The present invention relates generally to the control of hydraulic power devices and in particular to a pneumatic control assembly for automatically shutting down the supply of high pressure hydraulic fluid when the hydraulic power device is in a returning stroke so as to enhance the operation safety of the hydraulic device.
Heavy power devices which output great work or are capable of moving heavy objects are commonly used in for example construction sites or steel workshops. Examples of the heavy power devices are rear-dump trucks and hydraulic crane tracks. To obtain a great power output, most of the heavy power devices are operated hydraulically. A hydraulic power system requires a pump to pressurize the hydraulic fluid and thus supply the high pressure hydraulic fluid that is needed in operating the hydraulic power device. The pump may be driven by means of an electrical motor or an engine. The pump has to be turned on before the hydraulic power device is operated or the pump has to maintain continuous operation in order to supply the high pressure hydraulic fluid. The pump has to be stopped once the supply of high pressure hydraulic fluid is uo longer needed and this may be done by means of for example a clutch or the like coupled between the pump and the motor/engine.
In a regular hydraulically operated device, a controller is provided for the operator to control the supply of the high pressure hydraulic fluid and the moving direction of the hydraulic device. Such a controller may be electrically or pneumatically operated. For certain hydraulic power devices, pneumatic power is more readily available for control purpose, such as a rear-dump truck which itself is equipped with an air compressor or similar device. In such a case, a pneumatic control assembly has advantages over the electrically operated controller.
The control assembly of a hydraulic power device usually comprises two parts, one of which controls the supply of the hydraulic fluid and the other controls the moving direction of the hydraulic power device. It often happens that when the operator switches the direction control to the retracting direction to move the hydraulic power device in the returning stroke which in certain cases requires no supply of the hydraulic fluid, the operator inadvertently leaves the power control in the engaged position which makes the pump continuing supplying the hydraulic fluid to the hydraulic power device. In such a case, damage to the hydraulic power device may occur or even worse, the hydraulic power device may be accidentally actuated and thus causing property and live casualty/damage.
To overcome such a problem, devices that couple the power control of a pneumatic control assembly to the direction control, especially in moving the hydraulic power device in the returning stroke, are known, such as U.S. Pat. No. 6,065,497 to the current applicant. The known device, however, comprises a direction control valve that has a complicated structure, increasing costs of manufacturing and maintenance.
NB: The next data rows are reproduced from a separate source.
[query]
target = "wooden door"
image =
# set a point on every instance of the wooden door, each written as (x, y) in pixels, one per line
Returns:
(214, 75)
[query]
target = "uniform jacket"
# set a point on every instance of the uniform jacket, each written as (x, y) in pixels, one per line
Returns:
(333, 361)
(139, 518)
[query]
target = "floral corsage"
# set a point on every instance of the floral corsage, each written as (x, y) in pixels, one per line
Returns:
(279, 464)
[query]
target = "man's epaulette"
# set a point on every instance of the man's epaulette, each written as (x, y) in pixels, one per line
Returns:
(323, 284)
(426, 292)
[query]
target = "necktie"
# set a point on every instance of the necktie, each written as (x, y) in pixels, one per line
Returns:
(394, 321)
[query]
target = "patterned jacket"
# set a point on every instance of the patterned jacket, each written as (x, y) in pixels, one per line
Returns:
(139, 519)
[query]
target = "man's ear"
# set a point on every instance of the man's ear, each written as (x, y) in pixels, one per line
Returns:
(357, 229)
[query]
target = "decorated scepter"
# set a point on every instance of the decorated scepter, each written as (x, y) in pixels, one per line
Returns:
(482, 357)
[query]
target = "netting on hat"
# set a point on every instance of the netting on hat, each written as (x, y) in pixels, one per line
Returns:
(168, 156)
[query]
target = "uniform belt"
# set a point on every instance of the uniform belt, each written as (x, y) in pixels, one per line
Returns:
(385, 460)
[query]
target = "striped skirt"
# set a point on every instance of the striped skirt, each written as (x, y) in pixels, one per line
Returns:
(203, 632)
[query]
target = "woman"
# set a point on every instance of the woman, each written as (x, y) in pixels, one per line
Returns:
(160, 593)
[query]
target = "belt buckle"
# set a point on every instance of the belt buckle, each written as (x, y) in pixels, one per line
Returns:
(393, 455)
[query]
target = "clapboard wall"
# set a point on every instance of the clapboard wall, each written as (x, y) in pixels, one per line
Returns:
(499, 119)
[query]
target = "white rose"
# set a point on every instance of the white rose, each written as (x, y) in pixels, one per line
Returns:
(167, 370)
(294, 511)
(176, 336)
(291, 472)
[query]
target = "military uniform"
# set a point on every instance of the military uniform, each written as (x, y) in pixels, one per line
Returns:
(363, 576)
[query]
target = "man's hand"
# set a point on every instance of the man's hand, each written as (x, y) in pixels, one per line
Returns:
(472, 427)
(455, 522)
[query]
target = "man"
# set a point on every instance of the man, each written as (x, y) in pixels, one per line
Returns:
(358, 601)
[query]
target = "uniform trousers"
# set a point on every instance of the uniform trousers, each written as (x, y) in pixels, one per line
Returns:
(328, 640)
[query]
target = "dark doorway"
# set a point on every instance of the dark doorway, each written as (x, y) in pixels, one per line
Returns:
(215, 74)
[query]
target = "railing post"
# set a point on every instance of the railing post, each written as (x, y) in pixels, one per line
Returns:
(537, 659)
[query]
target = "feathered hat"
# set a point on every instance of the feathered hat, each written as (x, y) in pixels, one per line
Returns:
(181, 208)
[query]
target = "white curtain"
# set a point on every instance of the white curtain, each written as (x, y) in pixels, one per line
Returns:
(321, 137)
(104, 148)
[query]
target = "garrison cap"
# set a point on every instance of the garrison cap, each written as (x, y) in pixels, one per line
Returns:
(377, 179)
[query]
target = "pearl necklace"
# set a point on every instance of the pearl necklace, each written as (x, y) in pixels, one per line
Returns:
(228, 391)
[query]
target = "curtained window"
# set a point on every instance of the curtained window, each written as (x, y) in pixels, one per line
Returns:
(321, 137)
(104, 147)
Therefore, an object of the present invention is to provide a pneumatic control assembly comprising a direction control valve having a simple structure.
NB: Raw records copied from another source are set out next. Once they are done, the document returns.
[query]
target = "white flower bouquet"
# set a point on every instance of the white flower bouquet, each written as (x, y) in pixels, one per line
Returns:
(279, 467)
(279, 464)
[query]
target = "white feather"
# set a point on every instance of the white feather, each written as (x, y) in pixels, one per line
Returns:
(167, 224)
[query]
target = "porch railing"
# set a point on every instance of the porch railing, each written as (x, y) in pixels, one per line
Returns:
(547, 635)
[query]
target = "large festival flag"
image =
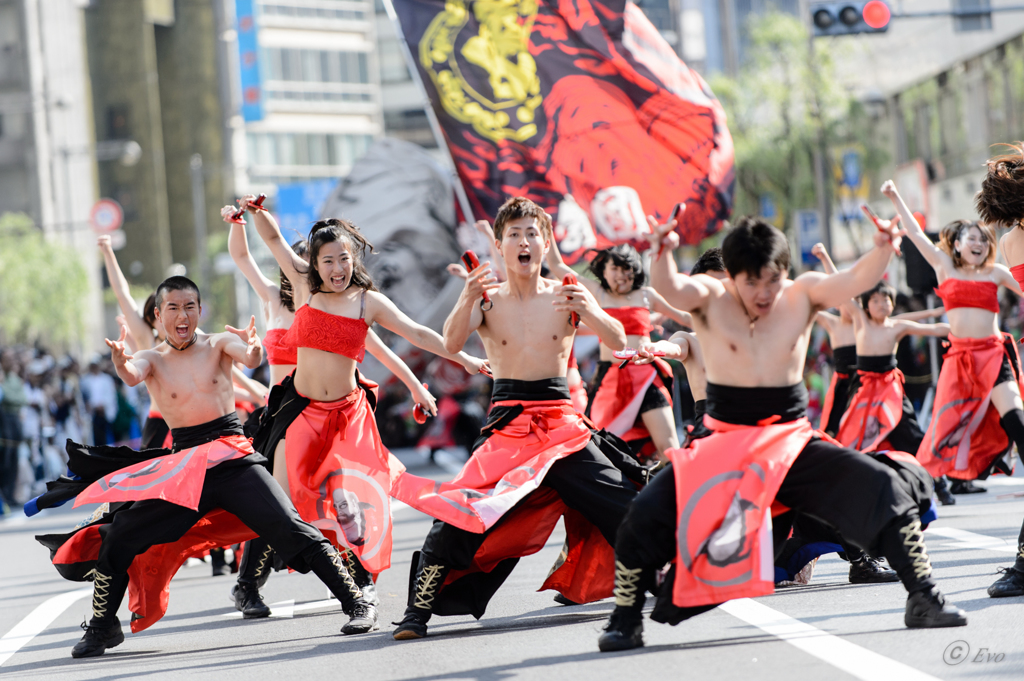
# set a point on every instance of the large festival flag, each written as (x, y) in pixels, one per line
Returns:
(580, 105)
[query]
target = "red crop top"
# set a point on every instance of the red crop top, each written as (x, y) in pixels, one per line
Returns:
(1018, 272)
(636, 321)
(278, 350)
(965, 293)
(331, 333)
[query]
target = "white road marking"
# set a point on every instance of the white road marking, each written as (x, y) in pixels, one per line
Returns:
(287, 609)
(37, 621)
(843, 654)
(969, 540)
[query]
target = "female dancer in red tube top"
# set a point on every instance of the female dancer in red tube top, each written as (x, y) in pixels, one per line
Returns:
(633, 401)
(978, 415)
(1001, 202)
(279, 303)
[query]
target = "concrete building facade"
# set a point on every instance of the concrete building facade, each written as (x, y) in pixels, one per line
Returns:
(47, 153)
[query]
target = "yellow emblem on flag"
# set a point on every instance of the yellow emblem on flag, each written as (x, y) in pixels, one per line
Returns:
(501, 48)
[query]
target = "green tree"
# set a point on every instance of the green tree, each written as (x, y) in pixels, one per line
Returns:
(42, 286)
(783, 104)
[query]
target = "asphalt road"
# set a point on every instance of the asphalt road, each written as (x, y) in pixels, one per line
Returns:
(826, 630)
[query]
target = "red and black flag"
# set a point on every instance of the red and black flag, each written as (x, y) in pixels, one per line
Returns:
(580, 105)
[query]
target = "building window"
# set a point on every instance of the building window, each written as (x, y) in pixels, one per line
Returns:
(330, 9)
(284, 64)
(313, 150)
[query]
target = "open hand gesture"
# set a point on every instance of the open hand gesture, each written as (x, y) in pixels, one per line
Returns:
(254, 347)
(423, 397)
(119, 351)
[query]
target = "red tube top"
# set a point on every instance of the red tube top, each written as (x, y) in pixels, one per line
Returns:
(964, 293)
(1018, 272)
(331, 333)
(278, 350)
(636, 321)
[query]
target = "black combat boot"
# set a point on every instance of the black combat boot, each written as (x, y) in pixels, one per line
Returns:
(865, 569)
(625, 628)
(425, 582)
(364, 580)
(103, 630)
(1012, 582)
(252, 576)
(329, 565)
(903, 545)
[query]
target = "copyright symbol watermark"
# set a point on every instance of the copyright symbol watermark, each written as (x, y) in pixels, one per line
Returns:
(955, 652)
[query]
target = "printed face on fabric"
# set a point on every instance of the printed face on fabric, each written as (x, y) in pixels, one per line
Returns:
(178, 315)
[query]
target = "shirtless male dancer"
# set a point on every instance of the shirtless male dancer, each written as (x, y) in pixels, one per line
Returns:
(189, 375)
(536, 449)
(711, 513)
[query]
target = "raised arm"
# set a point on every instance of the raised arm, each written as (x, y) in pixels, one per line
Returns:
(293, 266)
(660, 305)
(241, 344)
(140, 331)
(467, 316)
(920, 314)
(1004, 277)
(129, 369)
(677, 347)
(579, 299)
(827, 291)
(904, 328)
(819, 252)
(238, 247)
(682, 292)
(401, 371)
(929, 251)
(383, 311)
(496, 257)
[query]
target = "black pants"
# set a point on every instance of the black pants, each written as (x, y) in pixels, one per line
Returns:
(848, 491)
(841, 395)
(907, 435)
(155, 432)
(587, 481)
(10, 437)
(241, 487)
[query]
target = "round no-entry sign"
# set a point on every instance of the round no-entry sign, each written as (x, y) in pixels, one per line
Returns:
(107, 216)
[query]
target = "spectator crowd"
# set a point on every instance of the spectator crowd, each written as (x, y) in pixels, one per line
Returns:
(45, 400)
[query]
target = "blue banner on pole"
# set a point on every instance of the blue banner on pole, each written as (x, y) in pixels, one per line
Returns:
(252, 83)
(299, 205)
(808, 233)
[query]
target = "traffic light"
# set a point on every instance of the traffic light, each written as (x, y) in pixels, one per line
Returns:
(847, 18)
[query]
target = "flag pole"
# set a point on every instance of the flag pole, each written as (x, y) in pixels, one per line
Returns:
(435, 126)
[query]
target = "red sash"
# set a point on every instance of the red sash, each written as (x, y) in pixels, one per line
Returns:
(616, 401)
(875, 411)
(341, 476)
(725, 485)
(176, 478)
(965, 436)
(502, 471)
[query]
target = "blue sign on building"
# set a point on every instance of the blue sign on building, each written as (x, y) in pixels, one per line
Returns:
(252, 83)
(808, 233)
(299, 205)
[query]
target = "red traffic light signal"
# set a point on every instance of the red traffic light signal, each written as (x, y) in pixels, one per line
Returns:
(847, 18)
Another object of the present invention is to provide a pneumatic control assembly comprising a direction control valve having low costs of manufacturing and maintenance.
In accordance with the present invention, there is provided a pneumatic control assembly comprising a simplified direction control valve. The direction control valve comprises a body forming a bore and inlet and outlet ports in fluid communication with the bore. The bore has a throat openably closed by a spring-biased, first blockage plug. An inner rod is movable in the bore with a lower end engageable with the first blockage plug. The inner rod is spring biased to separate from the first blockage plug. An intermediate rod forms a channel having an opening defined in a lower end of the intermediate rod confronting a second blockage plug mounted to an upper end of the inner rod. The intermediate rod is spring biased to separate from the second blockage plug. A vent hole is defined in an upper end of the intermediate rod and in fluid communication with the channel. An expanded piston is formed around the intermediate rod between the opening and vent hole. An outer rod is supported by a biasing spring retained on the piston. When the outer rod is forced toward the intermediate and inner rods, the biasing spring thereof is compressed, driving the intermediate rod toward the inner rod. The opening of the intermediate rod is closed by the second blockage plug. The engagement drives the inner rod to move with the intermediate rod and urges the first blockage plug to open the throat. Working fluid is thus allowed to flow from the inlet port, through the bore, toward the outlet port. When the outer rod is released, the first blockage plug is returned by its biasing spring to block the throat. The opening of the intermediate rod is separated from the second blockage plug to allow the working fluid residual in the bore to vent through the vent hole.